Known for customer loyalty, our service quality and our legal rigour.

NEWS

11-07-2017

FUTURE ORGANIC LAW OF PROTECTION OF DATA: FIRST DRAFT

Continuing lasts' post subject, the Council Regulation (EU) 2016/679, of Protection of data will come into force the May 25th, 2018 and, consequently, Spain will ought to have approved a new Organic Law of Protection of Data (LOPD) to adapt the national law to the disposals contained in the European reglament. The first draft already contains several disposals related to some trascendent novelties.

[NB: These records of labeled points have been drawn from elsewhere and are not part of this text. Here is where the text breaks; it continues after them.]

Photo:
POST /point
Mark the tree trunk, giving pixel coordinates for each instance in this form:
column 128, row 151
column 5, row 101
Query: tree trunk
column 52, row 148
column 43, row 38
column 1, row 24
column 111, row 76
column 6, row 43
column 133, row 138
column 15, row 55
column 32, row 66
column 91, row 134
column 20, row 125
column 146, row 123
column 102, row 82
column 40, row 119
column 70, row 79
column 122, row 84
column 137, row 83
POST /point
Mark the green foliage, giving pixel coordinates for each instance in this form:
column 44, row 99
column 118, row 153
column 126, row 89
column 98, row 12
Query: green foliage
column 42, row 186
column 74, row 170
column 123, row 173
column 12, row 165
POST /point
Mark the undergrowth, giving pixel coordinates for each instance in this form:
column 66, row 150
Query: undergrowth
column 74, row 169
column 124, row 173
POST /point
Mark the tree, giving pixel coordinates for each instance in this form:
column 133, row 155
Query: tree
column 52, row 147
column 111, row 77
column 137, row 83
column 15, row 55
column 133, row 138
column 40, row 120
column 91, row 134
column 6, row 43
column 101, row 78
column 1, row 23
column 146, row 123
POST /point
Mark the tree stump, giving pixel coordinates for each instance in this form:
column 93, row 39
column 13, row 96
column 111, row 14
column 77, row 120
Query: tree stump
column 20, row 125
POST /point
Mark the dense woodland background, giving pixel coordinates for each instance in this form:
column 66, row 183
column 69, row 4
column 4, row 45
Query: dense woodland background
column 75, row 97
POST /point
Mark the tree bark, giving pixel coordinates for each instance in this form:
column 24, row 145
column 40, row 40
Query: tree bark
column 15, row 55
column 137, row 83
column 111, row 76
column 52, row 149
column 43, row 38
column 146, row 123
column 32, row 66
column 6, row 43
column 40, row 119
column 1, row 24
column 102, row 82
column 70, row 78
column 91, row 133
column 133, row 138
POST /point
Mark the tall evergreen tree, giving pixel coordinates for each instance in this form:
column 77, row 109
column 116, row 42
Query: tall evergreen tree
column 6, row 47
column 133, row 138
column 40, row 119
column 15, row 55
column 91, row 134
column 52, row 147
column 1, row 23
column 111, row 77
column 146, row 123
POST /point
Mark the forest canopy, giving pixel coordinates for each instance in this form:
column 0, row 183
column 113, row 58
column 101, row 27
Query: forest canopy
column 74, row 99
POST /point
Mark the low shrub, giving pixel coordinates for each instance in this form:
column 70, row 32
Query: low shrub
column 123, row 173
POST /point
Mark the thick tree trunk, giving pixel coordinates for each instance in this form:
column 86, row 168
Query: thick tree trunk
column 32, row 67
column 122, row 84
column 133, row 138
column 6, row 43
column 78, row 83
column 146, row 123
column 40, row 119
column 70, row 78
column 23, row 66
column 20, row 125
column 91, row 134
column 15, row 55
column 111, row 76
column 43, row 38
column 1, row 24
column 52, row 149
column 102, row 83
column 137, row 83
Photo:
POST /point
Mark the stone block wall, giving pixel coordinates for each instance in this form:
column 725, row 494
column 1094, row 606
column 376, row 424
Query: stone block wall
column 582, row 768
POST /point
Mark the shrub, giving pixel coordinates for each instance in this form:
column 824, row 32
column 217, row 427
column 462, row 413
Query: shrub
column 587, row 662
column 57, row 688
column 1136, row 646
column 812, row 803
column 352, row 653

  • The normative, in addition to defining the figure of “Delegate of protection”, will establish the cases in that it will be required its establishment in the corporation.
  • Regarding deceased people's data, it will permit that person to indicate, before his/her death, a express prohibition which will result on not letting their heirs access to that data.
  • As we commented on the previous post, the tacit will be no longer sufficient to be able to use users' personal data, instead, it will require a express consent. 
  • About infractions and sanctions, the first ones will increase in number significantly (as a example, serious sanctions will increase from 11 to 28), as for the sanctions to impose and its graduation, it is going to be ruled by the Council Regulation (UE) 2016/679 and probably will keep the existent rules in the current LOPD.
  • It will also treat the labour video surveillance, in which it contemplates the possibility of not having to inform the worker expressively about the cameras, instead, it will be sufficiently placing posters stating its presence in the bulding, just to be able to legitimate the catchment of images. 
  • Besides, in relation to the credit information, debts of less than 50 euros will not be able to go into the deliquency list; neither the ones who can go into that list will be able to stay in it for longer than 5 year. Which means that it will desapear after 5 years.
  • Finally, it will require the consent of the affected for each of the operations in which they are going to use his/her personal data for. Therefore, when the data is going to be used in multiple operations, the affected will have to accept each of them.